In his opinion, Judge Edward R. Korman of the Eastern District of New York found that the plaintiffs did not have standing for their lawsuit because such searches occur so rarely that “there is not a substantial risk that their electronic devices will be subject to a search or seizure without reasonable suspicion.”

Even if the plaintiffs did have standing, Korman found, they would lose on the merits of the case, ruling that the government does not need reasonable suspicion to examine or confiscate a traveler’s laptop, cellphone or other device at the border.

“There’s no silver lining to this decision,” said Catherine Crump, a lawyer for the American Civil Liberties Union, which represented the plaintiffs. “It’s not just that we lost the case. It’s that the judge decided against us on multiple alternative grounds.”

The lawsuit was filed in 2010 by Pascal Abidor, a graduate student in Islamic studies, who sued the government after U.S. border agents removed him from an Amtrak train crossing from Canada to New York. He was handcuffed, placed in a cell and questioned for several hours, then his laptop was seized and kept for 11 days.

The National Association of Criminal Defense Lawyers and the National Press Photographers Association were also plaintiffs in the case, arguing that their members travel with confidential information that should be protected from government scrutiny.

In rejecting this argument, Korman cited the rarity of electronic device searches and questioned whether travelers need to carry computers containing sensitive data when they travel abroad.

“While it is true that laptops may make overseas work more convenient,” he wrote, “the precautions plaintiffs may choose to take to ‘mitigate’ the alleged harm associated with the remote possibility of a border search are simply among the many inconveniences associated with international travel.”

Abidor said he was disappointed but not entirely surprised by the ruling.

“I can’t say it wasn’t foreseeable based on the line of questioning by the judge during the initial hearing,” Abidor said. “He just seemed so skeptical of the basic premise that people need to travel with devices.”

“These checks are essential to enforcing the law and protecting national security and public safety,” Peter Boogaard, a spokesman for the Department of Homeland Security, said in a statement, “always with the shared goals of protecting the American people while respecting civil rights and civil liberties.”

In his opinion, Korman emphasized how infrequently border agents search or detain electronic devices, but it is unclear how accurately the government tracks these statistics.

According to Customs and Border Protection, the agency conducts about 15 device searches a day at U.S. entry points. But a 2011 assessment of this practice by the Department of Homeland Security, which oversees the border agency, cited problems with how these incidents are counted.

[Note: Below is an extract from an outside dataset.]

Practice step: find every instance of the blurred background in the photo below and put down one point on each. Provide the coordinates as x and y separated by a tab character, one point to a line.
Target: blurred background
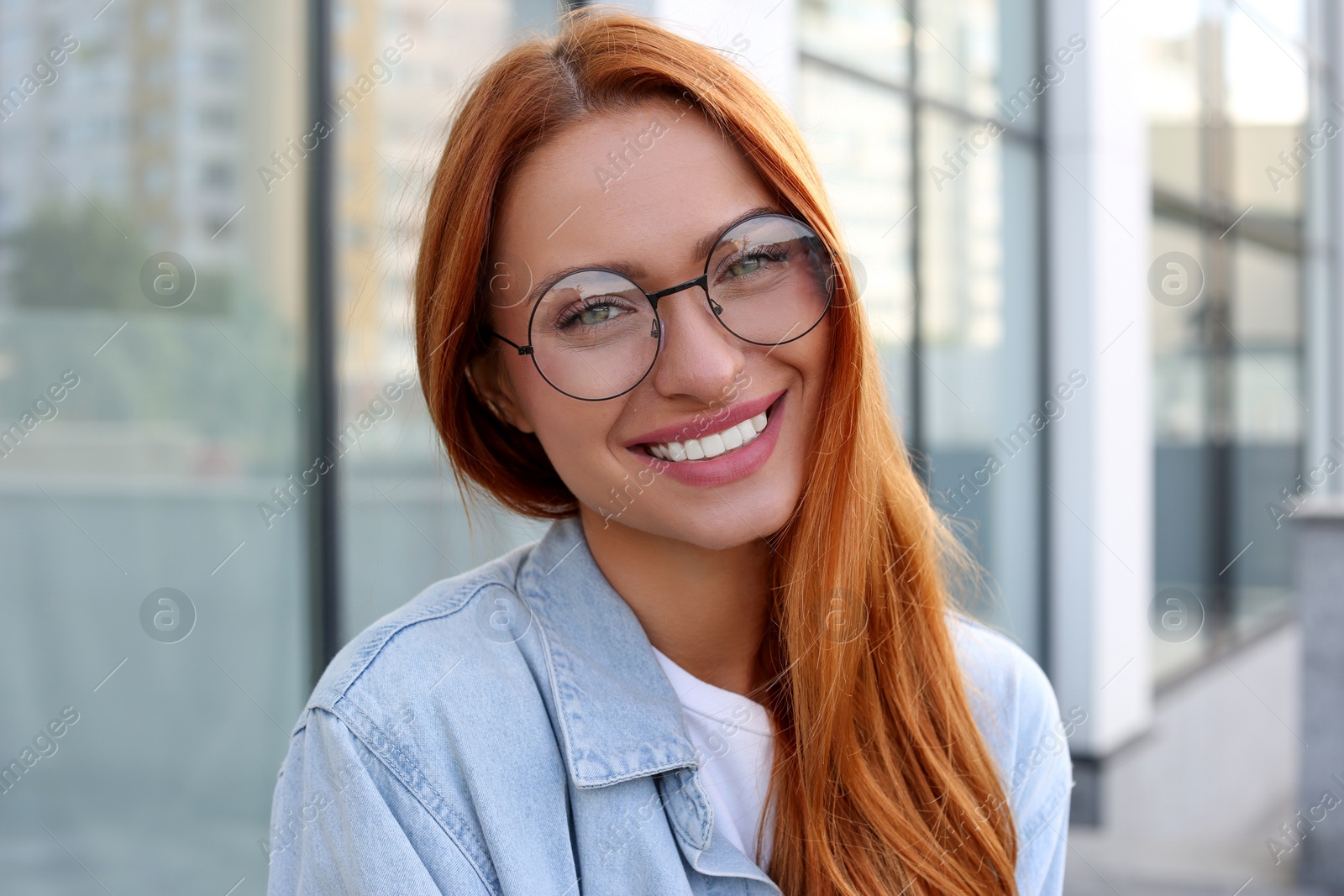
1101	244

The report noted: “CBP’s system for entering the results of electronic device searches did not allow analysts to accurately identify incidents and seizures related to electronic device search activity, thus hindering CBP’s ability to monitor and evaluate performance and making it difficult to provide accurate operational data concerning searches of electronic devices.”

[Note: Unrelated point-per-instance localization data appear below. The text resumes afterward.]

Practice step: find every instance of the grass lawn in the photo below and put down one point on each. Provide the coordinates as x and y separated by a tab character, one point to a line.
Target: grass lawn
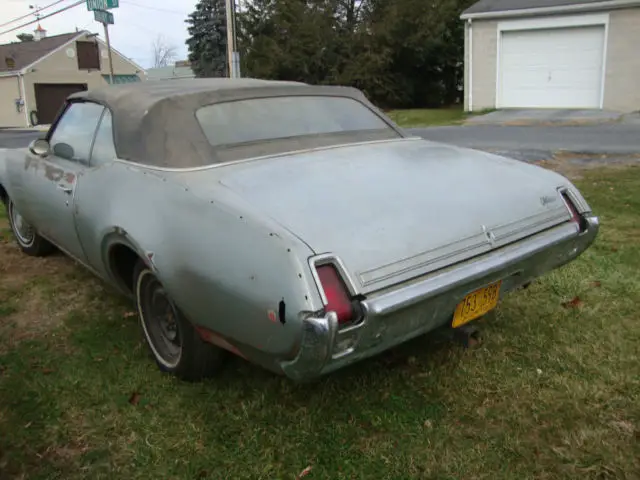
553	392
424	117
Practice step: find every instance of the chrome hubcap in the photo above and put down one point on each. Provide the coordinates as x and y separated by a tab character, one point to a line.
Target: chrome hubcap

While the courts have generally supported the government’s authority to search travelers at the border, based on the government’s interest in combating crime and terrorism, a decision in 2013 placed some limits on more intrusive device searches.

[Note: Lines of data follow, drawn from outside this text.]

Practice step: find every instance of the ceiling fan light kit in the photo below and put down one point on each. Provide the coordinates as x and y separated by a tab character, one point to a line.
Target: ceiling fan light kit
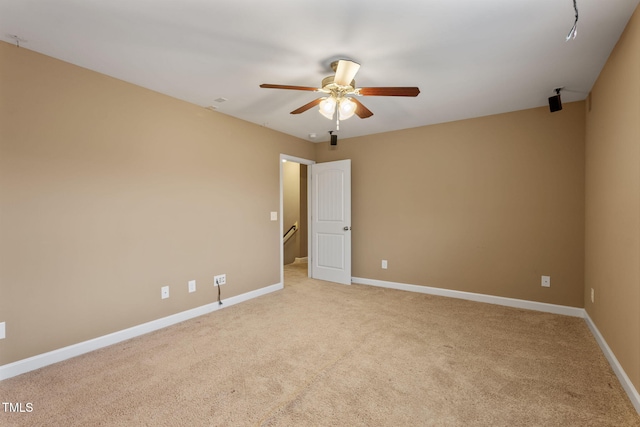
341	92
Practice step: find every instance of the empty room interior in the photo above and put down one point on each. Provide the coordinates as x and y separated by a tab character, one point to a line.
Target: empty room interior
147	181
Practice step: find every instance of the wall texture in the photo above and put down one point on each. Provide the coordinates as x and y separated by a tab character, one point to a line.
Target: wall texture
487	205
613	201
109	191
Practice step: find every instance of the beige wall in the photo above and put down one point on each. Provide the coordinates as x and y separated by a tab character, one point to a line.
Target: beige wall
109	191
487	205
613	201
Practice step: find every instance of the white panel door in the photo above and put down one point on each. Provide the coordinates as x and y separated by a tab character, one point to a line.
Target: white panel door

The 9th U.S. Circuit Court of Appeals in California ruled in United States v. Cotterman that reasonable suspicion of criminal activity was required for a forensic search of a device confiscated at the border — a more extensive exam, as opposed to a cursory look at photos or other files.

That decision applies to states covered by the 9th Circuit, including California, Washington, Oregon, Idaho, Montana, Nevada, Arizona, Alaska and Hawaii. Korman’s ruling will not have as much of an impact, since it comes from a district court rather than a circuit court.

“It maintains the status quo, which is that the government is free everywhere except in the 9th Circuit to conduct all types of electronic device searches without reasonable suspicion,” Crump from the ACLU said. “We are considering an appeal, but we haven’t made a decision one way or the other yet.”